Dr. Carlos Garbisu is the Head of the Department of Conservation of Natural Resources at NEIKER-Tecnalia (The Basque Institute of Agricultural Research and Development, Spain) where he leads the Soil Microbial Ecology Group…
He has: (i) a Bachelor of Science in Biology (University of the Basque Country, 1984), (ii) a Master of Science in Timber Engineering and Wood Protection (Imperial College of Science and Technology, London, 1987), (iii) a Diploma of Imperial College (London, 1987), (iv) a Master Degree in Environmental Consultancy and Verification (Institute of Ecological Research, 1998) and (v) a PhD in Biology (King’s College London, 1992). He carried out postdoctoral studies in the Department of Biochemistry and Molecular Biology of the University of the Basque Country (1992-1993 and 1996-1997) and in the Department of Plant Biology of the University of California at Berkeley (1993-1996).
He has published more than 90 SCI papers, participated in (and led) numerous research projects, and taught a great deal of courses at the University level (Masters, PhD courses). He has participated in many scientific committees (UNESCO Chair, AENOR Committees, EU Soil Thematic Strategy, etc.), acted as project evaluator for many organizations (ANEV, INIA, European Commission, BARD, Czech Science Foundation, Austrian Science Fund, etc.) and as referee for many international journals.

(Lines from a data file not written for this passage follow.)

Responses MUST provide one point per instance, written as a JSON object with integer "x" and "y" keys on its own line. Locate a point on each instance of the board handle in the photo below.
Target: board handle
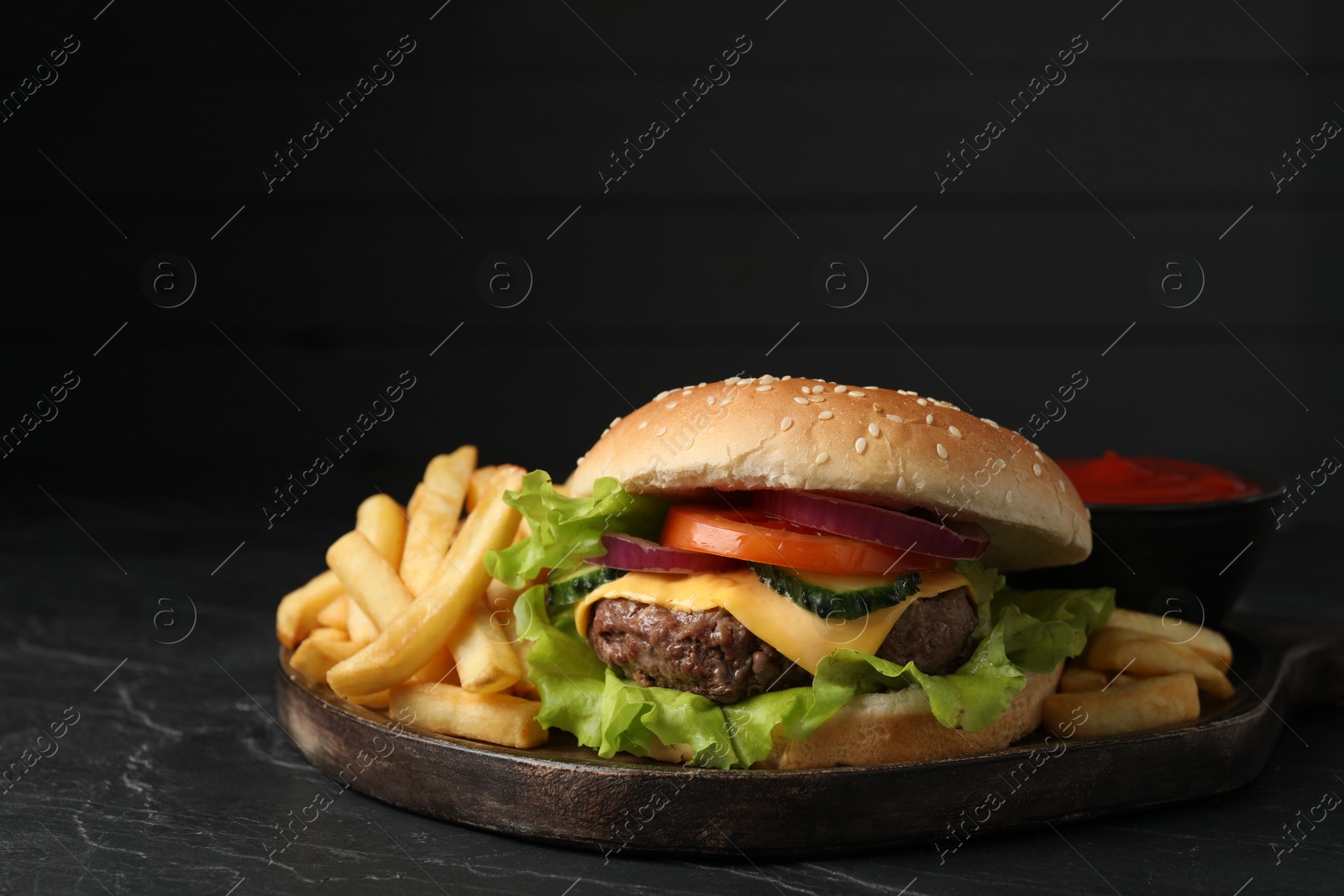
{"x": 1312, "y": 653}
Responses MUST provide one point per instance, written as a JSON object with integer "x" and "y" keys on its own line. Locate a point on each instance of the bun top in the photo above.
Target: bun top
{"x": 890, "y": 448}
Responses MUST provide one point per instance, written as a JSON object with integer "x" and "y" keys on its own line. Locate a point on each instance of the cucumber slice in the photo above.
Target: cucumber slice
{"x": 839, "y": 597}
{"x": 575, "y": 584}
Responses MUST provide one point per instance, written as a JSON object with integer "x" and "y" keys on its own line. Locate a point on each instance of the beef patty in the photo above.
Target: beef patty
{"x": 712, "y": 654}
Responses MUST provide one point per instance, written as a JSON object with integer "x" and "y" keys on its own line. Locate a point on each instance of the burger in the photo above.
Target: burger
{"x": 796, "y": 573}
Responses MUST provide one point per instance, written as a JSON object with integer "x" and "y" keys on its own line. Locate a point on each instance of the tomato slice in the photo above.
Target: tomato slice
{"x": 749, "y": 535}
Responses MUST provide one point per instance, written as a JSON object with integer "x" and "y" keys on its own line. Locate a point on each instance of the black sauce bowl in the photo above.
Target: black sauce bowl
{"x": 1189, "y": 559}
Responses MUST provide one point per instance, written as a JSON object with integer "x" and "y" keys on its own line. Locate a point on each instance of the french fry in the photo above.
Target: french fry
{"x": 501, "y": 600}
{"x": 297, "y": 611}
{"x": 1142, "y": 654}
{"x": 383, "y": 523}
{"x": 495, "y": 718}
{"x": 1142, "y": 703}
{"x": 436, "y": 516}
{"x": 315, "y": 658}
{"x": 413, "y": 638}
{"x": 369, "y": 578}
{"x": 374, "y": 700}
{"x": 441, "y": 668}
{"x": 477, "y": 484}
{"x": 362, "y": 629}
{"x": 1206, "y": 642}
{"x": 1077, "y": 679}
{"x": 486, "y": 663}
{"x": 336, "y": 613}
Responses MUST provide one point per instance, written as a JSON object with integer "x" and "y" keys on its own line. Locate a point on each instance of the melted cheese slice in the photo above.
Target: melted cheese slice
{"x": 800, "y": 634}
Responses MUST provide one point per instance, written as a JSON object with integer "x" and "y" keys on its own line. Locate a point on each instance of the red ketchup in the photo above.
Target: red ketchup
{"x": 1112, "y": 479}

He has focused his career on the fields of environmental biotechnology and microbiology, mainly regarding the utilization of microorganisms and plants to clean-up contaminated soils and water. At the moment, he is most interested in the field of soil microbial ecology and, in particular, in the utilization of microbial indicators of soil quality and health (e.g., structural and functional diversity of microbial communities, microbial activities-processes, biomass) within the context of the phytoremediation/bioremediation of polluted soils. His research projects deal with the impact of contamination on soil functioning, the biomonitoring of bio- and phytoremediation procedures, and the effects of agricultural practices on soil health.
Finally, he is a member, with a leading role, of the BERRILUR Consortium, a group of more than 100 scientists working on soil remediation in the Basque Country, northern Spain.